PACAP may also interact with opiates in pain response. PACAP knockout mice were found to be hypersensitive to pain in the tail flick and hot plate assays. Published studies in which PACAP is administered provide further evidence for an action of PACP on pain sensitivity.

VIP, PACAP and natriuretic peptides: signal transduction

VIP and PACAP classically act by way of seven transmembrane G-protein coupled receptors, and primarily lead to activation of protein kinase A and phosphatidyl inositol pathways. These peptides activate these pathways at concentrations in the dynamic range of receptor binding. However, many of the trophic actions of these peptides occur at much lower concentrations. We recently dissected signal transduction pathways used by VIP-related peptide to regulate neural cell growth using a neuroblastoma tumor cell line model. The data show that VIP-related peptides potently regulate the proliferation of neuroblastoma cells at concentrations as low as 10^-13M via the MAP kinase signaling pathways (J Biol Chem., 1998). In addition, the studies have identified a novel growth-related receptor for PHI, a peptide encoded on the same gene as VIP.

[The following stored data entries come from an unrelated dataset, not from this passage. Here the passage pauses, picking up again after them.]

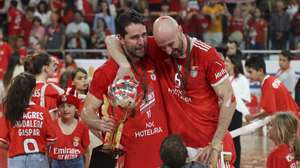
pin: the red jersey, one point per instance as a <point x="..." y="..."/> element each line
<point x="5" y="53"/>
<point x="142" y="134"/>
<point x="26" y="26"/>
<point x="15" y="20"/>
<point x="275" y="97"/>
<point x="260" y="26"/>
<point x="193" y="113"/>
<point x="46" y="95"/>
<point x="281" y="157"/>
<point x="236" y="25"/>
<point x="70" y="146"/>
<point x="30" y="134"/>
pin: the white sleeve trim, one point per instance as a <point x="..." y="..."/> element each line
<point x="220" y="81"/>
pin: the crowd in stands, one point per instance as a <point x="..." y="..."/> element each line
<point x="83" y="24"/>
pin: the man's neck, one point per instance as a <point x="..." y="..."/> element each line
<point x="261" y="78"/>
<point x="130" y="57"/>
<point x="41" y="77"/>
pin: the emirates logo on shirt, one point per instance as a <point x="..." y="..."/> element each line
<point x="76" y="141"/>
<point x="220" y="74"/>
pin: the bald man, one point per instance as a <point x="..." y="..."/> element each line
<point x="195" y="86"/>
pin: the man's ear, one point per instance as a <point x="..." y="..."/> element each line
<point x="121" y="39"/>
<point x="261" y="70"/>
<point x="180" y="29"/>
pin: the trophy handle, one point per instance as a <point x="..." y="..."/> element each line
<point x="108" y="136"/>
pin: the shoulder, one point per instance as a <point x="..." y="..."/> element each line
<point x="109" y="66"/>
<point x="201" y="46"/>
<point x="204" y="53"/>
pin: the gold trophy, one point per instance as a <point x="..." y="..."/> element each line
<point x="121" y="94"/>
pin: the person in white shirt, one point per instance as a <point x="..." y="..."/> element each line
<point x="77" y="32"/>
<point x="285" y="73"/>
<point x="241" y="89"/>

This work has led an unexpected finding in the laboratory, that peptides in the VIP family may also act to control growth through a completely different receptor and signaling system. Specifically we have determined that VIP-related peptides also potently act on single transmembrane receptors that classically respond to peptides in the atrial natriuretic peptide (ANP) family (J Biol Chem., 2001). Moreover, the data indicate for the first time that the proliferation of neural cells may be regulated by natriuretic peptides. We have now determined that natriuretic peptides and their receptors are expressed in the mouse neural tube, and that natriuretic peptides regulate proliferation and neurite out growth in cultures of embryonic neuroblasts (Dev Biol., 2004). Natriuretic peptides, like PACAP, may thus play an important role in brain development.

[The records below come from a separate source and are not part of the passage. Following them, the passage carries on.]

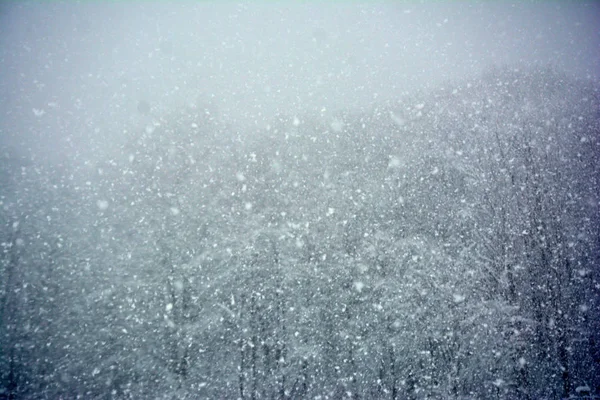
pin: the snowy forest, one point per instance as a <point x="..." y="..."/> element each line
<point x="444" y="245"/>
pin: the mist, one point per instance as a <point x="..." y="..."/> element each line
<point x="89" y="64"/>
<point x="286" y="200"/>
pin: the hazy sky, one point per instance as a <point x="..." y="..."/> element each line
<point x="68" y="67"/>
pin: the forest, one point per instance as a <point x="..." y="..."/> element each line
<point x="445" y="245"/>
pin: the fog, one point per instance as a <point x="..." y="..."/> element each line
<point x="286" y="200"/>
<point x="87" y="65"/>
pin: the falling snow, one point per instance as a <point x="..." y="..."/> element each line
<point x="299" y="201"/>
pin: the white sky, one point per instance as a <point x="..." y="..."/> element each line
<point x="93" y="61"/>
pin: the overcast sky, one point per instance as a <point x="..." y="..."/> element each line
<point x="68" y="67"/>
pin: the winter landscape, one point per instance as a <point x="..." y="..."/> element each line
<point x="299" y="201"/>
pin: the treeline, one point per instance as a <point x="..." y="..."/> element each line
<point x="445" y="246"/>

Zebrafish as a model for neurodevelopment

Whole mount insitu hybridization signals for the PAC1 receptor in zebrafish embryos 48 hours after fertilization
Whole mount in situ1 receptor in zebrafish embryos 48 hours after fertilization

Zebrafish represent a new vertebrate model which has many attributes which are desirable for the study of neurodevelopment, regeneration, cancer and behavior. These include transparent embryos allowing visualization of specific neurons and structures via green fluorescent protein tagging, rapid development, large numbers of offspring, and ability to utilize forward and reverse genetics. Dr. Waschek recently spent nine months sabbatical leave in the laboratory of Dr. Steven Ekker at the University of Minnesota. As a result of this, several new projects have been initiated in the laboratory. Among these are projects to use the zebrafish model to 1) study the developmental actions of PACAP, 2) screen a morpholino library to discover new genes involved in axonal pathfinding, and 3) create a fish model of spinal cerebellar ataxia.

Enhancer trap zebrafish embryo that strongly expresses GFP in primary motor neurons and in a single projection that innervates the ventral myotomes
This line was created in the lab of Dr. Steve Ekker (U of Minnesota), and is being used to screen for genes that regulate axonal pathfinding.